VI. Other Allegations

  • Indirect Infringement: The complaint alleges that Defendants induce infringement by providing the ClearLane system to customers, such as the New York MTA, and providing product specifications, user manuals, and technical support that encourage and assist in the infringing use of the system (Compl. ¶¶179, 193).
  • Willful Infringement: The complaint alleges willfulness based on Defendants' actual knowledge of the patents since at least the filing of the original complaint, and on constructive knowledge prior to the suit due to the parties being direct competitors in the automated bus lane enforcement market (Compl. ¶¶180, 194).

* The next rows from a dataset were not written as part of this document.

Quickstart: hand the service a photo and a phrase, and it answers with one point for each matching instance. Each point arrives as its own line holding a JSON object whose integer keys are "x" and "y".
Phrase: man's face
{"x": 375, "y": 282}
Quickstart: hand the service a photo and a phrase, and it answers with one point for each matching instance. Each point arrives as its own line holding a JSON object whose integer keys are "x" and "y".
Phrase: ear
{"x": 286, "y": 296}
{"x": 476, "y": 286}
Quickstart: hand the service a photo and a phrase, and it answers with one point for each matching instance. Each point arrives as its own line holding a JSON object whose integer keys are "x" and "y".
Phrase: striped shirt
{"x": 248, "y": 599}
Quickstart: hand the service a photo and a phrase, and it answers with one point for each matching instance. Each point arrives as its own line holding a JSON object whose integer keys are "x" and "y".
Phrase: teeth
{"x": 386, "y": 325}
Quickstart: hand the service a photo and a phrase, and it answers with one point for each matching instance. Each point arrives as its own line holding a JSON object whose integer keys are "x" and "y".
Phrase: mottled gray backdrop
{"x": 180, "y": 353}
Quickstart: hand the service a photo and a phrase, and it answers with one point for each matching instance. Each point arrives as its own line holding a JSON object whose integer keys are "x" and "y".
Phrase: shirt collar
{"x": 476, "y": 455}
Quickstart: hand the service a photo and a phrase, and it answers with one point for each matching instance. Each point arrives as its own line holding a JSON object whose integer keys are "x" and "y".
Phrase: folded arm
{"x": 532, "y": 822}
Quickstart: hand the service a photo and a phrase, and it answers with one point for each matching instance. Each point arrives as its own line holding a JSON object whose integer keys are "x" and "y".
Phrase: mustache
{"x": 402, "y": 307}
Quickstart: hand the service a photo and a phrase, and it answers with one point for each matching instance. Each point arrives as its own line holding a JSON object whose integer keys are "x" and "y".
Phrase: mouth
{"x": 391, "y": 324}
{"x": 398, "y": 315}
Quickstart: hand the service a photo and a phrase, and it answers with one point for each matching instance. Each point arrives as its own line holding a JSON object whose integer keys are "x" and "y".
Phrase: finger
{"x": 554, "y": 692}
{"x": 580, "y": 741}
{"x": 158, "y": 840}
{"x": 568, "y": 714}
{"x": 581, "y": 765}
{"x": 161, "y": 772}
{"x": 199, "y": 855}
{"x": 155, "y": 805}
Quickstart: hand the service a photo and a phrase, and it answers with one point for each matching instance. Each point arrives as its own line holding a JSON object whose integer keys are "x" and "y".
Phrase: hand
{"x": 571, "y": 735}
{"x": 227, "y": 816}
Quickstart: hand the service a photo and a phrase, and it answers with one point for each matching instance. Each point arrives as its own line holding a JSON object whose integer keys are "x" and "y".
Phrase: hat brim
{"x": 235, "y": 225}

VII. Analyst’s Conclusion: Key Questions for the Case

  • A central issue will be one of evidentiary proof of architecture: Can Plaintiff produce evidence demonstrating that the accused ClearLane system internally operates using the specific "separate, multi-headed" convolutional neural network structure recited in Claim 1 of the ’014 Patent, or will its infringement theory rely on inferring this structure from the system's observed functionality?

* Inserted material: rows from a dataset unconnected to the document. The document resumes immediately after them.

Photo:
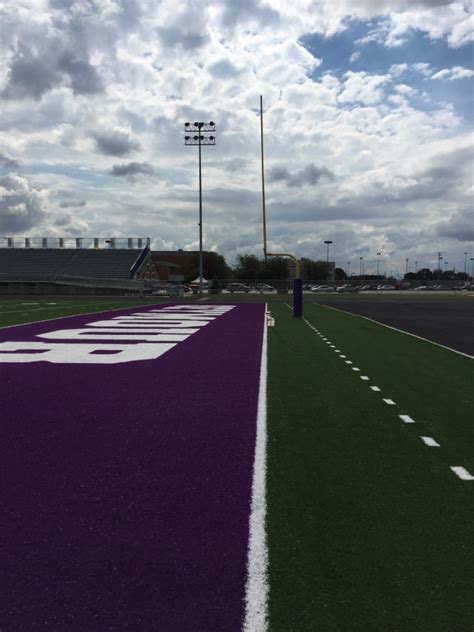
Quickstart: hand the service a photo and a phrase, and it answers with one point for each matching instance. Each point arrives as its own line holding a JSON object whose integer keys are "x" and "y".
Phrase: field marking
{"x": 429, "y": 441}
{"x": 256, "y": 586}
{"x": 48, "y": 320}
{"x": 462, "y": 473}
{"x": 407, "y": 333}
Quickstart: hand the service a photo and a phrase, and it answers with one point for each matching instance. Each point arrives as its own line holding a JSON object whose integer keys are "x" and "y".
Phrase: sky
{"x": 367, "y": 125}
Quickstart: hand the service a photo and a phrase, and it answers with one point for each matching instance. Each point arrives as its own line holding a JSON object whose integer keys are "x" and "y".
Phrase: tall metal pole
{"x": 200, "y": 218}
{"x": 201, "y": 138}
{"x": 263, "y": 181}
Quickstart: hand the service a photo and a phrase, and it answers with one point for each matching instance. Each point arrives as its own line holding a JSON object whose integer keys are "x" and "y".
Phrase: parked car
{"x": 238, "y": 287}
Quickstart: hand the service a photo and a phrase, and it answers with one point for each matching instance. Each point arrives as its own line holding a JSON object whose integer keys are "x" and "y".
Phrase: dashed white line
{"x": 462, "y": 473}
{"x": 429, "y": 441}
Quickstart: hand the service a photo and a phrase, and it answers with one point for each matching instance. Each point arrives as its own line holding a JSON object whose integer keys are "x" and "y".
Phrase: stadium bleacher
{"x": 54, "y": 262}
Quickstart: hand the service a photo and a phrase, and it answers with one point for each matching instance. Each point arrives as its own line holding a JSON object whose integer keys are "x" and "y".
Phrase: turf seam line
{"x": 256, "y": 587}
{"x": 407, "y": 333}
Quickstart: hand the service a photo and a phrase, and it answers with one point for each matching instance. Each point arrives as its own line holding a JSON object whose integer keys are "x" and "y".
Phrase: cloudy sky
{"x": 367, "y": 117}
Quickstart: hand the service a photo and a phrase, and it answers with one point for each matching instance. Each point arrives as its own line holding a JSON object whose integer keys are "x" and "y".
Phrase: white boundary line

  • A key question of claim scope and function will concern the ’919 Patent: Does the accused system's method of correlating data from "multiple buses" on a "centralized server" meet the claim requirement of a server-side determination of a violation based on a comparison of specific data sets captured at two distinct points in time?
  • A significant contextual factor will be how the extensive allegations of trade secret misappropriation and "product espionage" influence the proceedings. While separate from the patent infringement analysis itself, this narrative may be used to frame arguments regarding intent, motivation for infringement, and willfulness.